La Sca Les Vignerons de Vacqueyras Producteurs de Gigondas a interjeté appel de cette décision par déclaration du 29 août 2016.
Dans ses dernières écritures notifiées par voie électronique le 9 juillet 2019, la Sca Rhonea, anciennement dénommée Union de sociétés coopératives agricoles Vignerons des Dentelles, venant aux droits de la Sca Les Vignerons de Vacqueyras Producteurs de Gigondas demande à la cour de déclarer recevable et bien fondée son intervention volontaire et lui donner acte de ce qu’elle reprend à son compte l’appel précédemment interjeté par la Sca Les Vignerons de Vacqueyras Producteurs de Gigondas, aux droits duquel elle se trouve, d’infirmer en tous ses moyens le jugement rendu le 1er juillet 2016 par le tribunal de grande instance de Carpentras, de rejeter les prétentions plus amples ou contraires de Monsieur Y X outre son appel incident.

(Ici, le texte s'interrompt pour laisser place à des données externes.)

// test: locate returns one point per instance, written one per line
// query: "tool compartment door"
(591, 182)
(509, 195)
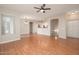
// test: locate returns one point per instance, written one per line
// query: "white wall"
(24, 28)
(0, 28)
(44, 31)
(73, 28)
(16, 35)
(62, 27)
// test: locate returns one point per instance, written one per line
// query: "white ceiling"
(28, 10)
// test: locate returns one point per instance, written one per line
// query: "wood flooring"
(41, 45)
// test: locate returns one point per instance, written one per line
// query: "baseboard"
(9, 41)
(73, 37)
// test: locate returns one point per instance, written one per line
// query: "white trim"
(9, 41)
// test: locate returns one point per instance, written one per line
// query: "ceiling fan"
(42, 8)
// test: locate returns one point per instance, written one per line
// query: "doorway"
(54, 27)
(31, 27)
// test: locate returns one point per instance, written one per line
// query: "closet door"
(7, 25)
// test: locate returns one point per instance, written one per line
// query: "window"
(7, 24)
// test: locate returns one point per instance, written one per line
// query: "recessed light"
(73, 13)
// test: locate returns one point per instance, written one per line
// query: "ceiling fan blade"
(47, 9)
(44, 5)
(36, 8)
(43, 11)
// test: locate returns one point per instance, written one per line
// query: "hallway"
(40, 45)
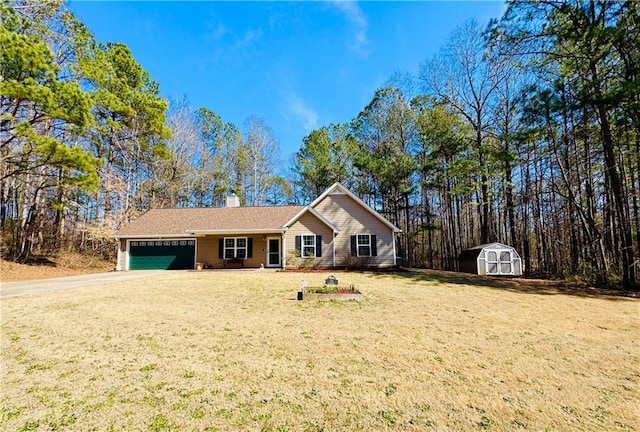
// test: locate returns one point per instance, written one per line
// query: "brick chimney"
(233, 200)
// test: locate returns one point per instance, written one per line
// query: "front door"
(499, 262)
(273, 252)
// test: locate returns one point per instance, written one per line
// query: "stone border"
(332, 296)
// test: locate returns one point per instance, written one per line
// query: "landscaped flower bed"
(329, 291)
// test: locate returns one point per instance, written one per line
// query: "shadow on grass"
(517, 285)
(38, 260)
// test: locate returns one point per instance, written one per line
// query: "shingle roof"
(176, 221)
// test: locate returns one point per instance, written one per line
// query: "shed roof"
(183, 221)
(473, 252)
(491, 245)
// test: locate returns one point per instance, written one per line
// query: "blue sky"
(298, 65)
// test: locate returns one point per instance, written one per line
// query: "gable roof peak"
(341, 187)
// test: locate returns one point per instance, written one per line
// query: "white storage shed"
(492, 259)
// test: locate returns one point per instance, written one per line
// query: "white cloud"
(354, 15)
(295, 107)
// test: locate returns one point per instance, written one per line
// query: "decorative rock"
(331, 280)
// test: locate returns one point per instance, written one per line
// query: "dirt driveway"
(22, 288)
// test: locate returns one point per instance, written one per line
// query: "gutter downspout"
(333, 243)
(119, 256)
(393, 236)
(284, 248)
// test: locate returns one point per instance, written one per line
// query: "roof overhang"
(201, 232)
(316, 214)
(153, 236)
(340, 188)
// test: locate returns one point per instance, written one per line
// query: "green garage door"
(162, 254)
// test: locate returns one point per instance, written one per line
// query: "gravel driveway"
(22, 288)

Sur l’engagement de Monsieur Y X, l’appelante demande à la cour de dire que Monsieur Y X est apporteur total pour la coopérative, que son obligation d’apport total porte sur une surface de 11 hectares, 38 ares et 89 centiares, qu’il ne satisfait pas à son obligation d’apport total depuis la récolte 2010, que l’article 18 des statuts n’est pas applicable à la cession que Monsieur Y X aurait opéré au profit de son EARL et dans ces conditions de constater qu’il n’a pas respecté la procédure de retrait des articles 8 et 19.
Sur les pénalités des années 2010, 2011 et 2012, elle demande à la cour de dire que Monsieur Y X s’est expliqué devant le conseil d’administration de la SCA conformément aux exigences légales et statutaires, avant que ne soient appliquées les pénalités pour défauts d’apports sur les récoltes 2010, 2011 et 2012, que la convocation préalable de Monsieur Y X prévue par l’article 8 des statuts est une obligation de faire et que, de la
sorte, elle a pu être régularisée et ne porte pas grief à Monsieur Y X, en conséquence, de dire que cette inexécution régularisée ne peut donner lieu à annulation des sanctions, que la prescription sur la récolte 2010 n’était pas acquise lorsque les sanctions ont été notifiées au coopérateur, que la créance de la SCA s’élève à 18 696 euros au titre des défauts d’apport sur les récoltes 2010, 2011 et 2012 et de condamner l’intimé à s’acquitter de cette somme.
Sur les pénalités 2013, l’appelante sollicite de la cour qu’elle dise que la créance de la SCA s’élève à 11 534 euros au titre du défaut d’apport sur la récolte 2013, qu’elle condamne l’intimé à s’acquitter de cette somme, et qu’elle dise que les pénalités concernant les défauts d’apport pour la récolte 2013 ont été régulièrement votées et notifiées à l’intimé.
Sur les pénalités 2014, l’appelante demande à la cour de dire que la créance de la SCA s’élève à la somme de 21 958 euros au titre du défaut d’apport sur la récolte 2014, de condamner l’intimé à s’acquitter de cette somme et de dire que les pénalités concernant les défauts d’apport pour la récolte 2014 ont été régulièrement votées et notifiées à l’intimé.
Sur les pénalités 2015 et suivantes, elle demande à la cour de prendre acte qu’elle ne revendique aucune pénalité pour plus de 60 000 euros au titre des récoltes non apportées en 2015 2016, 2017, Monsieur X ayant quitté la cave après la récolte 2017.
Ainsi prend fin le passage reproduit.